Mr. Trump launched a two-pronged approach to reviving the U.S. steel industry.

“Steel is the backbone of our nation’s infrastructure and critical military hardware. President Trump’s America First agenda of tariffs, deregulation and unleashing American energy isn’t just reviving our steel industry and saving steel jobs – it’s safeguarding America’s national and economic security,” said White House spokesman Kush Desai.

The president sought to combat the flood of cheap overseas products by imposing a 25% tariff on steel and aluminum, as well as much higher tariffs on all imports from China. He also paused an additional tariff hike on global trading partners, leaving in place an additional baseline 10% tariff on top of the steel and aluminum tariffs.
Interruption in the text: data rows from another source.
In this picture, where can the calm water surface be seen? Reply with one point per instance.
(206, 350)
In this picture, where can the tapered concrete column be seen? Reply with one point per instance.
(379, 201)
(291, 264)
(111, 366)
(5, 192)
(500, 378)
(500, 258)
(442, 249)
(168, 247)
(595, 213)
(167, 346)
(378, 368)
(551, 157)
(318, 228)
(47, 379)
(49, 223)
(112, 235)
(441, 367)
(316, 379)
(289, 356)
By raising costs on imports, the thinking is that U.S. steel will be more competitive in the global landscape. It appears to have had some effect. Since Mr. Trump announced the tariffs, Hyundai Steel, a Japanese company, announced it will spend $5.8 million to build a steel mill in Louisiana.

“President Trump is a champion of the domestic steel industry and his American First Trade Policy is designed to fight the unfair trade that has harmed American workers and weakened manufacturing in the United States,” said Steel Manufacturers Association President Phillip K. Bell, adding that the steel tariffs will “turn America into a manufacturing powerhouse.”
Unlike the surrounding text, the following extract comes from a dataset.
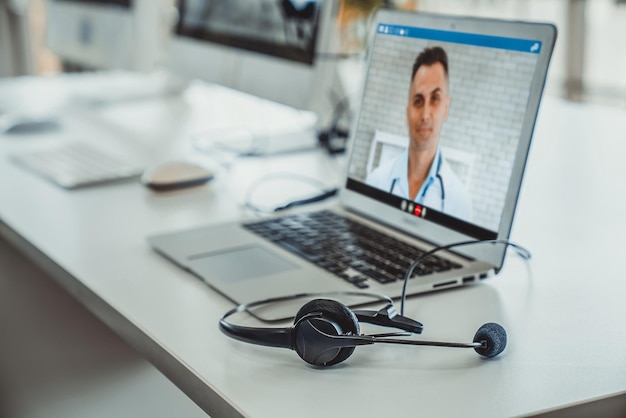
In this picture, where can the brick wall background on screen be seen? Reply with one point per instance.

The National Foreign Trade Council, an industry group for large-use companies, said the tariffs would increase costs paid by American manufacturers.

“The president’s tariffs will also tack on added costs to American manufacturing, assembly and farming,” NFTC President Jake Colvin said. “There is simply no way to mitigate all of the added costs of inputs to finished goods from the Administration’s complex and growing web of tariffs.”

Mr. Trump is also betting his energy policies can help return steel manufacturing to its previous glory days.

He signed an executive order this month to increase coal production by invoking a 1950s-era law that allows the federal government to take actions to boost sectors deemed critical to national security.

Coal is an essential ingredient in the production of steel. It takes around 770 kilograms of coal to make one ton of steel. The steel industry accounts for roughly 14% of the global coal consumption, according to data from Global Efficiency Intelligence. Reducing the cost of coal will make steel production less expensive.